Network Security Internet Technology Development Database Servers Mobile Phone Android Software Apple Software Computer Software News IT Information

In addition to Weibo, there is also WeChat

Please pay attention

WeChat public account

Shulou

Example Analysis of Index in MongoDB

2025-04-07 Update From: SLTechnology News&Howtos shulou NAV: SLTechnology News&Howtos > Database >

Share

Shulou(Shulou.com)05/31 Report--

This article mainly introduces the example analysis of the index in MongoDB, which is very detailed and has certain reference value.
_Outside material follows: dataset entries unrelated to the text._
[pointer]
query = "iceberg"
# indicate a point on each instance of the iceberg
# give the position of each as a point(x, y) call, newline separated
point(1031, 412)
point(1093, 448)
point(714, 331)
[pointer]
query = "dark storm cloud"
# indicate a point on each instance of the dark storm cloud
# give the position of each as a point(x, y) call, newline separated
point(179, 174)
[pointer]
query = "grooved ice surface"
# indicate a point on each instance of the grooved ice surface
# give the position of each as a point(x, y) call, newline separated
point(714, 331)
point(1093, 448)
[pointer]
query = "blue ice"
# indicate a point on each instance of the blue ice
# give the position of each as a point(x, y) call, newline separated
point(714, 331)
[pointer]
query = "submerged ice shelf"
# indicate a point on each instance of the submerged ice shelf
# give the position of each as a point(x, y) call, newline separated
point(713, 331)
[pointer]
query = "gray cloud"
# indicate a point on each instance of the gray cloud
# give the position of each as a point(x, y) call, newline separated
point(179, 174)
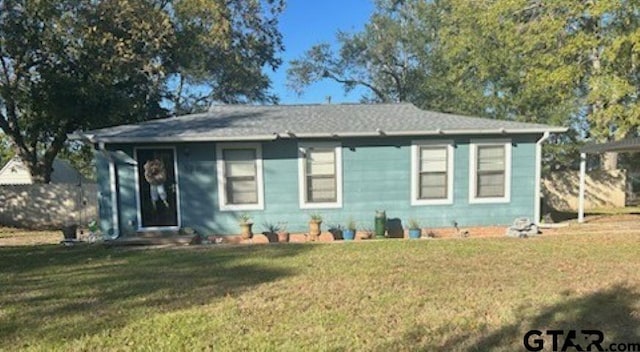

Friends who are interested must finish it!

What on earth is an index?

Most developers come into contact with the index, probably know the index similar to the book catalog, you need to find the content you want, through the directory to find the qualified keywords, and then find the corresponding chapter pageno, and then find the specific content.

In the data structure, the simplest index implementation is similar to hashmap, which maps to a specific location and finds specific content through the keyword key. But in addition to the hash approach, there are many ways to implement an index.

(1) various implementation methods and characteristics of the index

Hash / b-tree / b+-tree redis HSET / MongoDB&PostgreSQL / MySQL

Hashmap

In one picture, see the difference between b-tree and b+-tree:

B+-tree leaves store data, non-leaves store indexes, no data, and there is link between leaves.

B-tree non-leaf storable data

In terms of algorithm search complexity:

Hash close to O (1)

B-tree O (1) ~ O (Log (n)) faster average search time, unstable query time

B + tree O (Log (n)) continuous data, stability of query

As for why the implementation of MongoDB chose b-tree over b+-tree?

There are many articles on the Internet, which are not the focus of this article.

(2) Storage of data & index

Index is stored in memory as much as possible, followed by data.

Note that only the necessary index is retained, and the memory is used on the blade as much as possible.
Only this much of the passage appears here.